As will be explained in more detail hereinafter, the fixing agent addition
rate is adjusted depending on the amount of fixing agent to be applied,
the characteristics of the article to be treated, the type of dyeing
apparatus, the type of fixing agent and the conditions of the
after-treating to achieve the desired results. Preferably, to facilitate
control over the process and make the process more easily reproducible,
the fixing agent is added continuously and at a constant rate during the
fixing agent addition period.
In processes in which the dilute fixing agent solution in the bath is
circulated by means of a circulation pump, the liquid fixing agent
concentrate is preferably added to the solvent ahead of the circulation
pump. A metering pump is advantageously utilized for this purpose.
Preferably, when after-treating fabric in a jet dyer, the circulation pump
supplies the dilute fixing agent solution to the jet nozzle so that the
newly-added fixing agent contacts the fabric first in the jet.
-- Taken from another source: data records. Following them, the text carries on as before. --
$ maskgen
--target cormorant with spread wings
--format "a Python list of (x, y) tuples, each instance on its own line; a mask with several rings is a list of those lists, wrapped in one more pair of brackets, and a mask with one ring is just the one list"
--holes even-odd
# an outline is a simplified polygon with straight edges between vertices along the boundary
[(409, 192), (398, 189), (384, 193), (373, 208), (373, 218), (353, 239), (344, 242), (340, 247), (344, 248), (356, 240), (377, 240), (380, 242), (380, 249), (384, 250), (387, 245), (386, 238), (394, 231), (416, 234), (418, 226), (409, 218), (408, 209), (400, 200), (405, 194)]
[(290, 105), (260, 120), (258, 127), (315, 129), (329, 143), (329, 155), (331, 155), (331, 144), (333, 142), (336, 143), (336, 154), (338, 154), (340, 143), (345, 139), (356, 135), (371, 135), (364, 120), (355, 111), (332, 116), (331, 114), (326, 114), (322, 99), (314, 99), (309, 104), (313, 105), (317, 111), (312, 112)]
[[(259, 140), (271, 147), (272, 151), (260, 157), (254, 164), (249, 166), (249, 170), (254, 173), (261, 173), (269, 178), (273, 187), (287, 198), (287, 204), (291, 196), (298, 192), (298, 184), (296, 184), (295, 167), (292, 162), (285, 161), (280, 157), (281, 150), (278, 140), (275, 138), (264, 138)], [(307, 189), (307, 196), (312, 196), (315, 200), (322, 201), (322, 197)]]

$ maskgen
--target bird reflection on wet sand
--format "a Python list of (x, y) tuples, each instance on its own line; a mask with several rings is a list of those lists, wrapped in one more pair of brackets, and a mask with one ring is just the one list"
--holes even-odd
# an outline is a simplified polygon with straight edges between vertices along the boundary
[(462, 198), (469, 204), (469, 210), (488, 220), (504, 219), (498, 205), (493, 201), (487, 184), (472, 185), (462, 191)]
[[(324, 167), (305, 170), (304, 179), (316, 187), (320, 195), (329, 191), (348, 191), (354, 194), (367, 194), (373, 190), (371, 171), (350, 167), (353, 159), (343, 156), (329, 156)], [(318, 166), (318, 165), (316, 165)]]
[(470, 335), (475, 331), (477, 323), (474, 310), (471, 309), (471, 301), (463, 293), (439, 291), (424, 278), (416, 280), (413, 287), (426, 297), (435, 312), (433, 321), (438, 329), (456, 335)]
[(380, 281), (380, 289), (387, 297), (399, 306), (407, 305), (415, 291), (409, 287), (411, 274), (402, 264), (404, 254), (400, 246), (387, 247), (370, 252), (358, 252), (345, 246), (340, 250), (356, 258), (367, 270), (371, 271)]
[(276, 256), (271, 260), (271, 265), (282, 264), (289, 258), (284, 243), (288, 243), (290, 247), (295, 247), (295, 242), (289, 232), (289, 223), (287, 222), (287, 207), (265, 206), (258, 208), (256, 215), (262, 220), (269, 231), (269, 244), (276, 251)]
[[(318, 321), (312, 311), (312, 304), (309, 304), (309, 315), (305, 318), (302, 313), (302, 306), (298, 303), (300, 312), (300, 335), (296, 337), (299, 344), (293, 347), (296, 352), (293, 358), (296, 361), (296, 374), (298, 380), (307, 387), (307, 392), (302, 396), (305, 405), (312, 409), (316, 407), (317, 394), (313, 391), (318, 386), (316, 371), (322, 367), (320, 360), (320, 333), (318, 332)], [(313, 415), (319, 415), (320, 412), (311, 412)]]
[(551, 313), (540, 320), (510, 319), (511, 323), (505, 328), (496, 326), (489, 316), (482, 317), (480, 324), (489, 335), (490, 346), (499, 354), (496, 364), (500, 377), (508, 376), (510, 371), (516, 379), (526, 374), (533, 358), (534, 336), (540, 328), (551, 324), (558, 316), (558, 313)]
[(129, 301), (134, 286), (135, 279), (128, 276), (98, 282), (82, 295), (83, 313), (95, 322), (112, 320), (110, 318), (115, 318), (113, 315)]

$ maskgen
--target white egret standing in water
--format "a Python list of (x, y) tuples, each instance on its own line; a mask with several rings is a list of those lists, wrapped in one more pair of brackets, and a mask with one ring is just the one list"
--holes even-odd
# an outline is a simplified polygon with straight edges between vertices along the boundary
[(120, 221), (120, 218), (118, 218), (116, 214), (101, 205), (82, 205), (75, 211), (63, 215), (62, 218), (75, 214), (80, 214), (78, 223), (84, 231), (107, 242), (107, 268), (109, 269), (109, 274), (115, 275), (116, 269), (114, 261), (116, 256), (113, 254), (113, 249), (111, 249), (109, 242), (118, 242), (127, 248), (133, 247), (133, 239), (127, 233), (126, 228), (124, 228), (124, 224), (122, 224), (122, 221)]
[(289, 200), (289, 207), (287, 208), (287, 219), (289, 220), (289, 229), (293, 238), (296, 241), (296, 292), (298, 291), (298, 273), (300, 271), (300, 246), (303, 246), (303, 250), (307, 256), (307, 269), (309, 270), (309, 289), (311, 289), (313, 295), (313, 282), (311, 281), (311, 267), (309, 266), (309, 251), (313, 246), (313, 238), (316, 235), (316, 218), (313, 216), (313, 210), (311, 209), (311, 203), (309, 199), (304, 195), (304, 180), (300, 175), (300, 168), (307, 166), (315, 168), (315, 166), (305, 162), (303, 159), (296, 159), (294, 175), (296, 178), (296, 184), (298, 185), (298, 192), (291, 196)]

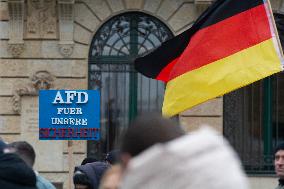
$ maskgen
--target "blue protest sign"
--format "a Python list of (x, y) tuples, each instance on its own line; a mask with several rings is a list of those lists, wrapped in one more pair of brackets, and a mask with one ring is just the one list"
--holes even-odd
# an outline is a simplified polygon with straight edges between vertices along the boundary
[(40, 90), (40, 140), (99, 140), (97, 90)]

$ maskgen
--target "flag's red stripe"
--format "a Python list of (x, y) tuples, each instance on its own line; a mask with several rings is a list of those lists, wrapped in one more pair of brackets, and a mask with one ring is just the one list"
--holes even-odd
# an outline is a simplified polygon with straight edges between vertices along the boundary
[(168, 64), (157, 78), (171, 80), (269, 38), (271, 32), (263, 4), (198, 31), (177, 62)]
[(171, 61), (165, 68), (162, 69), (162, 71), (159, 73), (156, 79), (161, 80), (161, 81), (168, 81), (170, 73), (174, 65), (177, 63), (177, 61), (178, 61), (178, 58)]

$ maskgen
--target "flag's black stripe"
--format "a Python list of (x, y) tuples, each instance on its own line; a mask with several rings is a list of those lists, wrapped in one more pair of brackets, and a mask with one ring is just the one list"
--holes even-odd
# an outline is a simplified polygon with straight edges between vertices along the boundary
[(181, 55), (195, 32), (261, 4), (263, 0), (215, 1), (190, 29), (164, 42), (146, 56), (136, 59), (136, 70), (147, 77), (156, 78), (164, 67)]
[(261, 4), (263, 0), (218, 0), (201, 14), (194, 26), (202, 29)]

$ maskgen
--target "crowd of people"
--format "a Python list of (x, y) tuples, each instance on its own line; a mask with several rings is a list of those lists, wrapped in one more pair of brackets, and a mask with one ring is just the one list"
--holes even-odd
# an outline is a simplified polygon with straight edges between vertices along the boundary
[[(0, 188), (55, 189), (33, 170), (36, 154), (25, 141), (0, 140)], [(277, 189), (284, 189), (284, 143), (275, 149)], [(85, 158), (74, 169), (75, 189), (248, 189), (237, 154), (209, 127), (185, 133), (158, 114), (138, 116), (119, 149), (103, 160)]]

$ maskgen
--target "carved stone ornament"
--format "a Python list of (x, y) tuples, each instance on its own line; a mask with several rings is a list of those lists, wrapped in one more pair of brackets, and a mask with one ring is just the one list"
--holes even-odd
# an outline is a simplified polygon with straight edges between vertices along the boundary
[(30, 83), (14, 90), (12, 97), (13, 111), (21, 112), (21, 96), (37, 96), (39, 90), (48, 90), (53, 88), (54, 76), (48, 71), (37, 71), (30, 77)]
[(56, 1), (27, 1), (26, 38), (57, 38)]
[(13, 57), (19, 57), (22, 52), (25, 50), (25, 44), (8, 44), (8, 52), (13, 56)]
[(74, 0), (58, 0), (59, 52), (69, 57), (74, 48)]
[(69, 57), (73, 53), (74, 44), (59, 44), (59, 52), (63, 57)]

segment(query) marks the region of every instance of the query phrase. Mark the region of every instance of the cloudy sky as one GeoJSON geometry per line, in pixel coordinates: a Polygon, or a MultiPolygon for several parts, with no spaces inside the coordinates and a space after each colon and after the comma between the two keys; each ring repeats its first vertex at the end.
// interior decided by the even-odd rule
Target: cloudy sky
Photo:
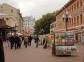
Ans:
{"type": "Polygon", "coordinates": [[[59,10],[69,0],[0,0],[19,8],[23,16],[34,16],[39,19],[43,14],[59,10]]]}

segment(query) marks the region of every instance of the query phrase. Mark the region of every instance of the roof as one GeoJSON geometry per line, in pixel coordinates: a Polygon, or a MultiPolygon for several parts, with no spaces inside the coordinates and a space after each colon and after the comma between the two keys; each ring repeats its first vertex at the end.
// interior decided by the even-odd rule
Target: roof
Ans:
{"type": "Polygon", "coordinates": [[[8,3],[2,3],[2,4],[0,4],[0,5],[5,5],[5,6],[10,6],[11,8],[14,8],[14,9],[16,9],[16,10],[18,10],[17,8],[15,8],[15,7],[13,7],[12,5],[10,5],[10,4],[8,4],[8,3]]]}
{"type": "Polygon", "coordinates": [[[70,0],[68,3],[66,3],[57,13],[56,15],[58,15],[60,12],[62,12],[63,10],[65,10],[65,8],[67,8],[69,5],[71,5],[73,2],[75,2],[76,0],[70,0]]]}

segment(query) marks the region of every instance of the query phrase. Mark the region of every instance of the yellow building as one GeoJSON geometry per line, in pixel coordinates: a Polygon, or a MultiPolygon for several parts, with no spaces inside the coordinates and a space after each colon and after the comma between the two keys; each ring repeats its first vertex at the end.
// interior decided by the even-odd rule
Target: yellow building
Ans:
{"type": "Polygon", "coordinates": [[[0,36],[3,40],[6,40],[6,36],[9,32],[14,31],[15,21],[16,19],[12,16],[0,13],[0,36]]]}
{"type": "Polygon", "coordinates": [[[18,31],[21,32],[23,28],[23,18],[19,9],[12,7],[9,4],[3,3],[0,5],[0,13],[5,13],[16,19],[18,31]]]}

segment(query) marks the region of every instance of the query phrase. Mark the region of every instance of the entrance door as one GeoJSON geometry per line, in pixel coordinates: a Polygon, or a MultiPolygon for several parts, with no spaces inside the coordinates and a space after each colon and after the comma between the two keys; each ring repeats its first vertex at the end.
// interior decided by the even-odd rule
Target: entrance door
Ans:
{"type": "Polygon", "coordinates": [[[81,34],[76,33],[76,41],[77,43],[81,42],[81,34]]]}

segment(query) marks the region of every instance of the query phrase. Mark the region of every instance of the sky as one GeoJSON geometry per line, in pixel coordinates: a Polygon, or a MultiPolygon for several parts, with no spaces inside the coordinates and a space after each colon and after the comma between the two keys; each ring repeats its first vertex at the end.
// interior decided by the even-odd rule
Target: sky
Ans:
{"type": "Polygon", "coordinates": [[[20,9],[22,16],[41,18],[46,13],[61,9],[69,0],[0,0],[0,4],[8,3],[20,9]]]}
In a process in accordance with the invention, the dye bath containing the
solvent medium and the article in the after-treating bath are heated to a
temperature at least equal to the dyeing transition temperature. For the
purposes of this application, dyeing transition temperature refers to the
temperature during after-treating with a particular fixing agent at which
a marked increase in the rate of fixing agent uptake. The dyeing
transition temperature for a fixing agent/fiber combination may be
determined by the test method described hereinafter and plotting % fixing
exhaust with respect to dye bath temperature when increased at 3.degree.
C./min. The temperature at 15% exhaust is the dyeing transition
temperature.
In a process in accordance with the invention, at least a portion of the
fixing agent is added while the solvent and the article are at a
temperature at least equal to the dyeing transition temperature. This part
of the after-treating process can be referred to as the "rapid uptake
phase", i.e., the time period where there is fixing agent in the bath and
the solvent medium and article are at a temperature at least equal to the
fixing dyeing transition temperature. In a process where no fixing agent
is added to the bath until the solvent and article are at least equal to
the dyeing transition temperature, the rapid uptake phase will begin when
fixing agent is first added to the bath. In a process where fixing agent
addition is begun before the bath is up to temperature, the rapid uptake
phase will begin when the solvent and article reach a temperature at least
equal to the dyeing transition temperature. In typical processes, the
rapid fixing agent will end when the bath is exhausted toward or at the
end of the after-treating process.
During the rapid uptake phase in one preferred process in accordance with
the invention, the temperature of the bath and the article in the bath is
maintained generally constant so that the after-treating process is not
affected by temperature changes which may affect the rate of fixing agent
uptake by the article. Generally, provided that the temperature remains
above the dyeing transition temperature, the temperature should be
controlled to within .+-.10.degree. C., preferably .+-.5.degree. C. Also,
in aqueous systems, it is usually preferable for the pH to be maintained
generally constant. It has been found that controlling the pH to within
about .+-.0.2 units is suitable. With some fixing agents which are
strongly alkaline, it may be desirable to meter a suitable acid solution
such as acetic acid into the bath to keep the pH generally constant.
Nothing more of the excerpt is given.